Human Cognition Models to Inspire AVs in Interaction Scenes

Last Updated: 01/22/2025 | All information is accurate and up-to-date

Zhang, Z., Elahi, M., Domeyer, J., and Tian, R., “Driver Temporal Segmentation of Pedestrian Crossing Intentions during Negotiations,” in IEEE Transactions on Intelligent Vehicles, (Under Review)

Issues of Pedestrian Behavior Prediction Models

Limited generalizability towards inherent behavioral uncertainty and contingency
- Lower accuracy in predicting sudden behavior changes
- Reduced performance for longer prediction horizons (2-6 seconds)
AV-pedestrian negotiation has higher requirements compared with safety functionalities

Possible Solutions

Generative models for pedestrian trajectories
- Generating multiple trajectories or trajectory heatmap
Rethink how human drivers negotiate with pedestrians

Driver Scene Understanding Model

We propose the event-segmentation-based scene understanding model based on the Theory of Mind to explain driver cognition during pedestrian interactions.

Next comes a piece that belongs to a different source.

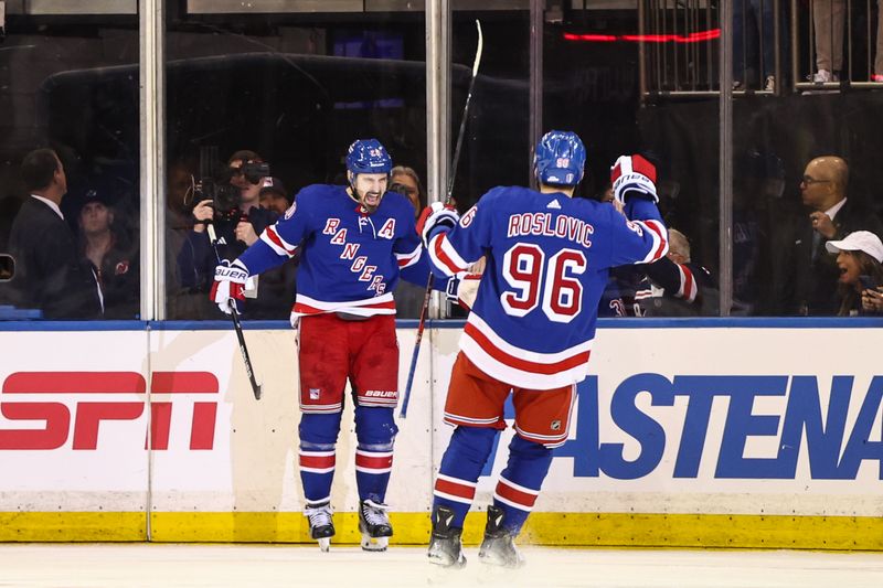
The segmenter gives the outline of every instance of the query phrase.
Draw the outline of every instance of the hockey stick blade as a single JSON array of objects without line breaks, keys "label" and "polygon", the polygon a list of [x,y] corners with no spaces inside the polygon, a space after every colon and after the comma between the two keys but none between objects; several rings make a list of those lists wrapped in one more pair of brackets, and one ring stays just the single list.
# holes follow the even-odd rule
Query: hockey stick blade
[{"label": "hockey stick blade", "polygon": [[[466,104],[462,107],[462,118],[460,119],[460,129],[457,132],[457,146],[454,148],[454,160],[450,165],[450,178],[448,179],[448,191],[445,195],[445,205],[450,204],[454,197],[454,180],[457,177],[457,162],[460,159],[460,150],[462,149],[462,139],[466,135],[466,120],[469,118],[469,103],[472,100],[472,89],[476,85],[476,76],[478,76],[478,67],[481,64],[481,53],[485,51],[485,35],[481,33],[481,21],[476,19],[476,30],[478,32],[478,44],[476,45],[476,58],[472,62],[472,77],[469,78],[469,92],[466,94]],[[426,280],[426,291],[423,296],[423,308],[421,308],[421,320],[417,323],[417,336],[414,340],[414,351],[411,354],[411,368],[407,373],[407,381],[405,383],[405,395],[402,398],[402,408],[398,413],[400,418],[407,417],[407,405],[411,400],[411,388],[414,385],[414,373],[417,368],[417,357],[421,353],[421,342],[423,341],[423,331],[426,328],[426,314],[429,311],[429,299],[433,293],[434,275],[429,271],[429,278]]]},{"label": "hockey stick blade", "polygon": [[[212,244],[212,249],[214,249],[214,257],[220,264],[221,254],[217,250],[217,234],[214,231],[214,225],[209,223],[205,225],[205,228],[209,233],[209,240]],[[248,348],[245,346],[245,335],[242,332],[242,324],[240,324],[240,318],[236,316],[236,308],[233,300],[227,300],[227,307],[230,308],[230,317],[233,319],[233,330],[236,331],[236,340],[240,343],[242,361],[245,363],[245,373],[248,375],[248,383],[252,385],[252,393],[255,395],[255,400],[259,400],[263,391],[260,388],[260,384],[258,384],[257,379],[255,379],[255,371],[252,367],[252,359],[248,356]]]}]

Main Assumption: driver and pedestrian negotiate crossing intentions

Intention is a commitment to certain actions within a time boundary
Pedestrians have present-oriented (low-level) and future-oriented (high-level) intentions
Pedestrian Situated Intent (PSI) is the pedestrian’s intention to cross the conflicting area before the ego-vehicle in dynamically changing situations involving the car, pedestrian, and contextual environment.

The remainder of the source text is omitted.